Welcome to the second part in a new series of interviews with real-world Decision Makers (CTOs, CIOs, Heads of / Directors of Software Engineering, Data & Analytics) about how they manage their strategic roadmap and evaluate new technologies to simplify their portfolio, deliver better outcomes for stakeholders, or give them a competitive advantage. In a 3-part interview we talk to Tom Peplow about his assessment of Microsoft Fabric. In this part we talk about the relationship between Microsoft Fabric and AI.

TLDR;

Tom Peplow, Principal & Senior Director Product Strategy at Milliman, chats with Ian Griffiths & Ed Freeman from endjin about how AI could impact the insurance industry. Tom believes that AI is going to impact the future of business, and that it is up to IT leaders to help their organisations leverage the power of AI to better serve their customers. He discusses the relationship between Microsoft Fabric and AI, and how organisations can create a trusted AI environment where they can experiment with their own data to build AI-powered solutions. Tom believes that a good strategic IT department should be thinking about how to federate information across their organisation and with the outside world in order to train a Copilot on top of that information store.
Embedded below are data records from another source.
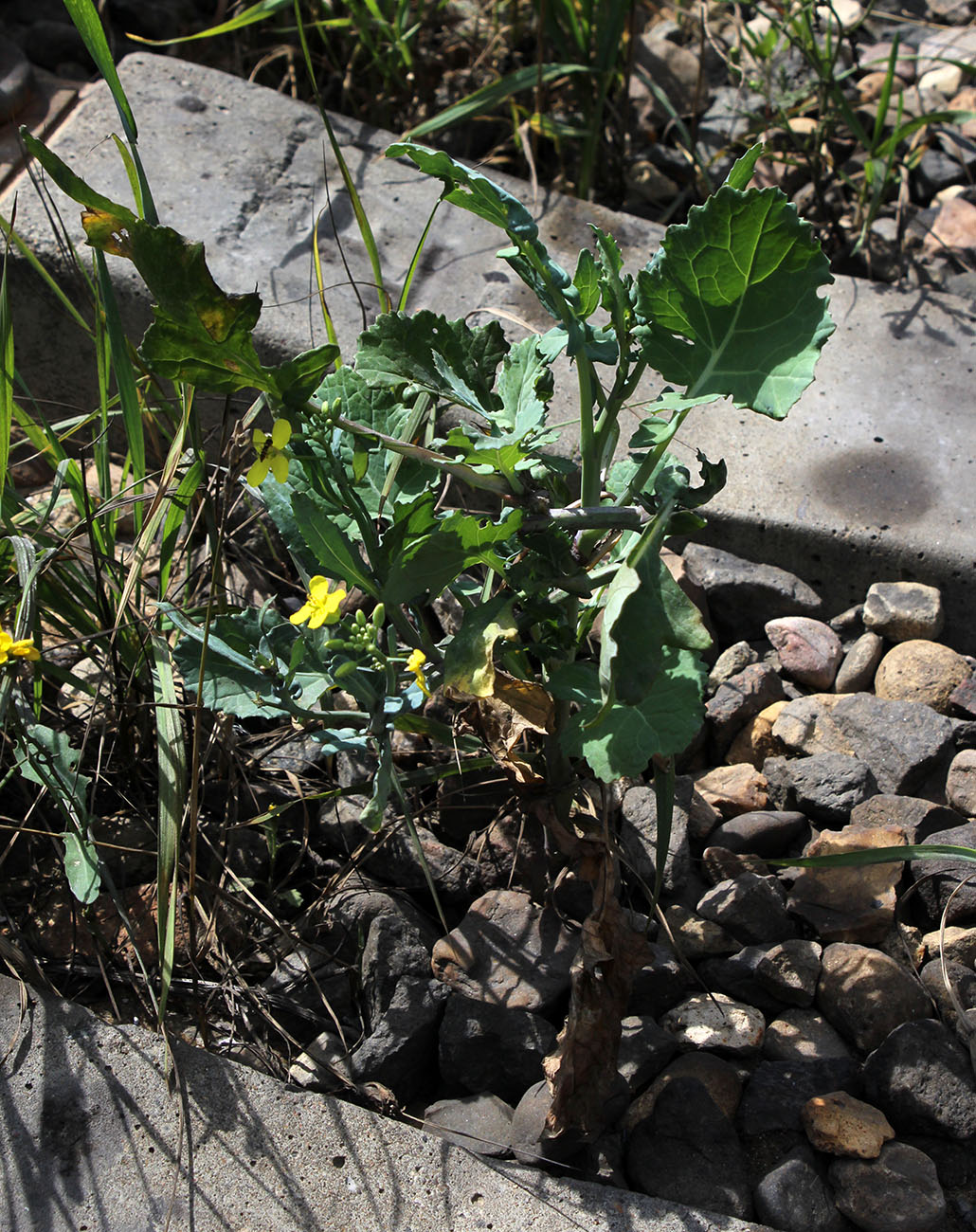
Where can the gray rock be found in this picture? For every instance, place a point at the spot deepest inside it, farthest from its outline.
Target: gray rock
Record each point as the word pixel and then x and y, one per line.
pixel 349 913
pixel 477 1122
pixel 16 81
pixel 732 661
pixel 696 937
pixel 803 1035
pixel 960 783
pixel 921 1077
pixel 529 1124
pixel 857 670
pixel 808 649
pixel 720 863
pixel 659 985
pixel 792 1196
pixel 942 881
pixel 898 1191
pixel 739 698
pixel 393 949
pixel 825 787
pixel 902 610
pixel 639 837
pixel 768 833
pixel 776 1092
pixel 323 1064
pixel 964 697
pixel 900 740
pixel 743 595
pixel 865 994
pixel 963 981
pixel 396 859
pixel 750 908
pixel 509 951
pixel 644 1050
pixel 401 1051
pixel 486 1047
pixel 918 818
pixel 688 1150
pixel 716 1023
pixel 736 977
pixel 790 971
He believes that people inside an organisation will be 10x more effective at their jobs if they have access to AI-powered tools, and that there shouldn't be any fear around this. However, Tom is quick to point out that IT leaders need to figure out mechanisms for enabling businesses to grow quicker, leveraging tech, and not look for reasons to slow it down. He believes that it is important to build ethical AI frameworks inside of an organisation, in order to provide guidance and protection around internal intellectual property. Tom acknowledges that there is a skills gap when it comes to AI, but he is optimistic that this will get exponentially easier to harness as the technology matures. IT leaders need to be proactive in helping their organisations leverage its power to better serve their customers.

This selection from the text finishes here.